Tranquilino Serrano, Española, New Mexico, 1966 (Photo by Mansi Kern, courtesy MOIFA and Bartlett Library and Archives, Museum of International Folk Art).

Next, visitors are asked to contemplate various Hispano rites of passage — from birth and death, to marriage, to cleaning irrigation ditches. Made in 2010 by Mario Vargas in Taos, a carreta de la muerte(death cart) teaches the visitor about the entriega de los difuntos (delivery of the deceased), or departure songs. These despediminentos (farewells) are often performed by members of the Penitente brotherhood, and carefully send the deceased into the next life. Across the gallery, Chavez and Vigil brilliantly contextualize the caretaking of acequias(irrigation ditches emblematic of collective life in northern New Mexico) as a rite of passage, in which annual community cleanings create a generative, performative space of knowledge sharing. Printed lyrics in both Spanish and English accompany a monumental grain chest, ambient videos of local acequias, and Hispano irrigation tools: “Here I begin to sing / my well-sung verses / verses that were composed to let you know / what an acequia is, / where water and earth are joined. / […] During the springtime / when the world awakens, / the steward calls the workers / to do the cleaning, / the communication between the land / begins with the man with his shovel.”
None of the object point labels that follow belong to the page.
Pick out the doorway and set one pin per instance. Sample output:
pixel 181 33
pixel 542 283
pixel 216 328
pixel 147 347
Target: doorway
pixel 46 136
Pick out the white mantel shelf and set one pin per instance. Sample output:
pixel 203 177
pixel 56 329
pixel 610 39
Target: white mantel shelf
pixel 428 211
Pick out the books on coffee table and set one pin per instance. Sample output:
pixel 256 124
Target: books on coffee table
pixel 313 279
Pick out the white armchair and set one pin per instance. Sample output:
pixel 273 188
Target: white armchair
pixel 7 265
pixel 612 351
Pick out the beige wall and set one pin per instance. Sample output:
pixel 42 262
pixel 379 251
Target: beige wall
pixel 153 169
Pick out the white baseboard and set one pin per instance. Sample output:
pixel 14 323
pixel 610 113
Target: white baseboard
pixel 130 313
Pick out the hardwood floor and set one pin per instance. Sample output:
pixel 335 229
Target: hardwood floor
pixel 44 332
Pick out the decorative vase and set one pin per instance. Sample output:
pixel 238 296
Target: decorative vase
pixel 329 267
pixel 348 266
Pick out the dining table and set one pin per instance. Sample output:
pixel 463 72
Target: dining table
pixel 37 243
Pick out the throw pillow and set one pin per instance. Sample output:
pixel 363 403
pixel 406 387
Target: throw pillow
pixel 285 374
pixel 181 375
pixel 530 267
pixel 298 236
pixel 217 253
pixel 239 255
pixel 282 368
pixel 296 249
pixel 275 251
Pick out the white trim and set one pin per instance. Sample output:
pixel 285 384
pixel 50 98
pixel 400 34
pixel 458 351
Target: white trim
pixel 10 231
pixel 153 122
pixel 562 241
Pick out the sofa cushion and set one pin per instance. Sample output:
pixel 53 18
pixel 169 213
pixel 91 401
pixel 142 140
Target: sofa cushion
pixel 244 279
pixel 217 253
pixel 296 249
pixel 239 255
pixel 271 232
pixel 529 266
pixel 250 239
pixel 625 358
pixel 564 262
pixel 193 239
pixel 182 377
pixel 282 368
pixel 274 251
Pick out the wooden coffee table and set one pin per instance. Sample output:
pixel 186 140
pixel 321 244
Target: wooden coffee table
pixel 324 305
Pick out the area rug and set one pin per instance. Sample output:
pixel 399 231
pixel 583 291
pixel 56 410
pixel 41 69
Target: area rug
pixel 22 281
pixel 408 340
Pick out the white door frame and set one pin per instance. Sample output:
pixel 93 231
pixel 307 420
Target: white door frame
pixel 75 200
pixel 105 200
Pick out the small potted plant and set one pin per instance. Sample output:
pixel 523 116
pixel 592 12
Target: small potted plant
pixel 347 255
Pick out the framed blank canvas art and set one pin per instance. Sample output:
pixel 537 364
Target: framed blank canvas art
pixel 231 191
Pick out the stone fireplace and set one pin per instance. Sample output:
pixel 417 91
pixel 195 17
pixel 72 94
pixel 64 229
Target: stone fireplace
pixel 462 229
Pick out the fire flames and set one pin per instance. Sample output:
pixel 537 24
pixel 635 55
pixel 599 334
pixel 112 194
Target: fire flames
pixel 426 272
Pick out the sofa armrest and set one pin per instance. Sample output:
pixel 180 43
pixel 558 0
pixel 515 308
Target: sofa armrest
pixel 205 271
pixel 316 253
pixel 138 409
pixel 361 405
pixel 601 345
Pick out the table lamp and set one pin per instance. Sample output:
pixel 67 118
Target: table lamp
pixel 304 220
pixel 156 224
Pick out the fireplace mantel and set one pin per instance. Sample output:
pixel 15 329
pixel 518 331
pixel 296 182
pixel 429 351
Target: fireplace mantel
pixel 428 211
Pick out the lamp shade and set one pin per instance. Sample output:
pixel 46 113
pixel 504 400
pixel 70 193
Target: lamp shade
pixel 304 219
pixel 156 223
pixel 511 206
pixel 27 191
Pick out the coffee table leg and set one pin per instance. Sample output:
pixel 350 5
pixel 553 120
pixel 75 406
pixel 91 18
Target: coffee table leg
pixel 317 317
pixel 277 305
This leads the visitor into the largest section of the exhibition — dramatic traditions. Ranging from holiday plays (Los Pastores) and Christmas dances (matachines), to military reenactments (Los Comanches) and New Year’s festivities (Dar los Días), it is clear that song and dance has become integral to all aspects of Hispano celebrations. During Dar los Días, community members travel door to door, singing outside of people’s homes in a symbolic killing of the old year, and a celebration of the year to come. In Música Buena, these stories are largely told through costume, bringing a more personal, individual perspective into the exhibition, and demonstrating the integration of craft and design with verbal art and performance. Similarly, the smaller “Fiestas and Community Gathering” section looks at secular community events, such as resolanas, that provide space for performance, song, and dance.

The Character of El Demonio smiling after chasing away a group of shepherds in La Gran Pastorela, orLos Pastores (The Shepherds), a holiday play performed by the Jarales Choir Group for the Our Living Hispanic Heritage Project of the Museum of New Mexico, circa 1980 (photo by Mark Nohl, courtesy Moifa Archives)
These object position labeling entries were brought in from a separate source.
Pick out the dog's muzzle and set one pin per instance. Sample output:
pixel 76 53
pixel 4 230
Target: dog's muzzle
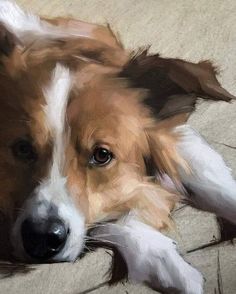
pixel 45 238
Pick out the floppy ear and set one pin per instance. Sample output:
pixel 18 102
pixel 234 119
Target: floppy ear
pixel 174 84
pixel 162 142
pixel 10 53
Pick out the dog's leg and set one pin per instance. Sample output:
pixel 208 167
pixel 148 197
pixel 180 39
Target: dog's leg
pixel 210 181
pixel 151 257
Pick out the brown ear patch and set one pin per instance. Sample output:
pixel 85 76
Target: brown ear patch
pixel 174 84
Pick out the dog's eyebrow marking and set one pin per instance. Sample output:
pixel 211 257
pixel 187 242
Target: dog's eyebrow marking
pixel 56 96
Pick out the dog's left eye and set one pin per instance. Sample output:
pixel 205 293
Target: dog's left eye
pixel 23 150
pixel 101 156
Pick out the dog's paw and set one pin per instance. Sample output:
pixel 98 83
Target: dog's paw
pixel 151 257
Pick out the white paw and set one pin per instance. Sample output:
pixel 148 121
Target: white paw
pixel 152 257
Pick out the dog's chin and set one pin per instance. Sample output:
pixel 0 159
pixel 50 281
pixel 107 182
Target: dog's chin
pixel 71 251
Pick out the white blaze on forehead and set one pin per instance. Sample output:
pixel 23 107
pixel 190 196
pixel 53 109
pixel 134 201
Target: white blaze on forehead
pixel 27 26
pixel 56 96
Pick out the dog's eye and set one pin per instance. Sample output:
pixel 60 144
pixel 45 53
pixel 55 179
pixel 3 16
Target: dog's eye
pixel 101 156
pixel 22 149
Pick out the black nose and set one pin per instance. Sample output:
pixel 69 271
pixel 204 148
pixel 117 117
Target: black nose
pixel 43 239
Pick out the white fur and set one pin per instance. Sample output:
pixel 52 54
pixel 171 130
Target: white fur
pixel 210 179
pixel 56 95
pixel 151 257
pixel 29 27
pixel 52 193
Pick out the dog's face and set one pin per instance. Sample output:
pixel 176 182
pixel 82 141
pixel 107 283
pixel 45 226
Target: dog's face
pixel 73 149
pixel 77 139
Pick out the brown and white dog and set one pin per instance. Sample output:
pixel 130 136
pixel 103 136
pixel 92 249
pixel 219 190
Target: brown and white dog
pixel 91 133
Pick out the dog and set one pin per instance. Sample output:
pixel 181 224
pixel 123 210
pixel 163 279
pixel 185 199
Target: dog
pixel 94 139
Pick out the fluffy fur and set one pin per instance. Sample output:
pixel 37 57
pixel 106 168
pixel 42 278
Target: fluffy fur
pixel 69 87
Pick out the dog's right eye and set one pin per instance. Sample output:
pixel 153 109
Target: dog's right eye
pixel 23 150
Finally, the curators introduce visitors to contemporary New Mexicans inheriting, practicing, and innovating the traditions of this place. Bands such as Lone Piñon and solo artists such as Lara Manzanares are making the genre accessible to a younger generation. These musicians — armed with their ancestral knowledge and a reinvigorated public— are bringing New Mexican music into the foreground again. A particularly poignant video in the exhibition shows two members of Lone Piñon playing with and learning from Antonia Apodaca, the so-called “Queen of the Accordion.”

Los Comanches, Ranchos de Taos, New Mexico, New Year’s Day, 2019. (Courtesy library and archives, Museum of International Folk Art)

Música Buena indeed educates non-New Mexicans about local music, art, and culture, but for Chavez, the biggest impact is within the Hispano community. For many locals, seeing photographs of family members, listening to familiar songs, and feeling personal connections with performers all create a distinctive sense of community within the museum space. “On the exhibition’s opening day there was an older woman watching a video and smiling. She came up to me and said, ‘my mother used to sing that song to me every day when I was a little girl.’ When I see that type of joy on someone, and know I’ve really touched them, it’s incredibly special.”